Famiglia nel bosco, il tribunale dà l’ok al ricongiungimento progressivo

Famiglia nel bosco, il tribunale dà l’ok al ricongiungimento progressivo
I coniugi Catherine Birmingham e Nathan Trevallion nella sala stampa della Camera dei deputati in occasione dell’incontro pubblico sull’allontanamento giudiziale dei minori dai nuclei familiari organizzato dalla presidente della commissione Infanzia Michela Vittoria Brambilla, Roma, 22 aprile 2026 (Foto Roberto Monaldo/LaPresse)

La corte dell’Aquila ha disposto che “gli incontri protetti” con i figli avvengano “alternandoli tra lo spazio neutro e l’abitazione dei genitori”

Via libera a un ricongiungimento progressivo dei tre figli minori della coppia anglo-australiana Nathan Trevallion e Catherine Birmingham.

È quanto ha stabilito il tribunale dei minori dell’Aquila, disponendo che “gli incontri protetti” avvengano “alternandoli tra lo spazio neutro e l’abitazione dei genitori, con facoltà di recarsi anche presso le pertinenze dell’originaria abitazione, in modo da consentire ai minori di vedere i loro animali” e che il servizio sociale “regolamenti i rapporti dapprima con rientri senza pernotto di maggior durata alla presenza dell’educatore e, dopo almeno un mese di regolare frequenza scolastica, valuti l’opportunità di rientri presso i genitori dei minori nel fine-settimana”. 
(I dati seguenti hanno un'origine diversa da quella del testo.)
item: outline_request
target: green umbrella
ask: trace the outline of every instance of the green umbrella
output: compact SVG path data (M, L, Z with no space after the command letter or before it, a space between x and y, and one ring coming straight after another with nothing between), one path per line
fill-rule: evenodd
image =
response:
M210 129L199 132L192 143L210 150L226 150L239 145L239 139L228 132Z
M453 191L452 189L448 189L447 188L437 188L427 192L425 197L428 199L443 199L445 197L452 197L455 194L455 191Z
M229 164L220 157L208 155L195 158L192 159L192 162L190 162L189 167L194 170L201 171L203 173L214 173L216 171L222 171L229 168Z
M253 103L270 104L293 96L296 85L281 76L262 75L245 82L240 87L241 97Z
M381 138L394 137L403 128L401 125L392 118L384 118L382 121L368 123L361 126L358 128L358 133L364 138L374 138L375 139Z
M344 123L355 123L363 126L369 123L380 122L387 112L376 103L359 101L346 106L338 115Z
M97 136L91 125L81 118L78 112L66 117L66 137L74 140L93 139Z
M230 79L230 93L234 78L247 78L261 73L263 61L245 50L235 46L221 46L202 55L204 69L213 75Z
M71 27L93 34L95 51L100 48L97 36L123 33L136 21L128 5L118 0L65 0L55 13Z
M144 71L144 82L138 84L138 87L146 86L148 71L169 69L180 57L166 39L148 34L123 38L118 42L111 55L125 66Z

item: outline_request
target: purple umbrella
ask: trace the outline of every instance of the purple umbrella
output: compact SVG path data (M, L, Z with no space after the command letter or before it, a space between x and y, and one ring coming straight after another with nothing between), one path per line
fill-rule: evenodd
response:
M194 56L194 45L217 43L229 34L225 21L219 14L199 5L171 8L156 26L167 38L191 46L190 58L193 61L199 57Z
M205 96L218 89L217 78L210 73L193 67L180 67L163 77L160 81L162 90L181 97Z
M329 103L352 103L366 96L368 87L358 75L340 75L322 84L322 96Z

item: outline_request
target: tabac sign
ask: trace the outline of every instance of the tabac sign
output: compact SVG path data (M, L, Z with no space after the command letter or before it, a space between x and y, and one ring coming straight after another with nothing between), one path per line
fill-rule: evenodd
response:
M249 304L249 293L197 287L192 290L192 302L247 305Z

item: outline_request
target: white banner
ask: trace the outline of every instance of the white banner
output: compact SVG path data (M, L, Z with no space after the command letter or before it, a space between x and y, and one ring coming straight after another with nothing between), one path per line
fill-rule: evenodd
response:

Pillon: “Presenteremo reclamo alla Corte d’Appello dell’Aquila”

“La difesa presenterà reclamo alla Corte di Appello dell’Aquila”, ha detto dice Simone Pillon, difensore della cosiddetta “famiglia nel bosco”, intervistato a Ore 11, su Rete4. La decisione prende spunto da alcune considerazioni del legale che sottolinea: “Con tutto il rispetto per il tribunale per i minorenni dell’Aquila, la difesa dei coniugi Birmingham-Trevallion non può esimersi dal rappresentare alcuni ulteriori aspetti che, a nostro avviso, meritano di essere corretti nel superiore interesse dei minori. In primo luogo, a causa del ritardo della decisione, è stato negato il diritto dei minori a trascorrere almeno qualche giorno di vacanza con mamma e papà. Si auspica che tali periodi siano presto recuperati”.

“In secondo luogo non sono stati presi in considerazione dai giudicanti i ripetuti richiami degli esperti della neuropsichiatria infantile, della difesa e della stessa consulente tecnica dell’ufficio in ordine alla necessità di un immediato e definitivo rientro in famiglia e al rischio per la salute dei minori causato dal permanere del collocamento extra-familiare. In terzo luogo, la eccessiva gradualità e l’incertezza sul ricongiungimento finale non sono giustificabili con la situazione familiare che non è affatto a rischio abusi e ha ampiamente risolto le criticità abitative e relazionali inizialmente contestate”. “Il percorso giudiziario di questa famiglia pare ancora lontano dal necessario e auspicabile pieno ricongiungimento familiare”, ha aggiunto Pillon.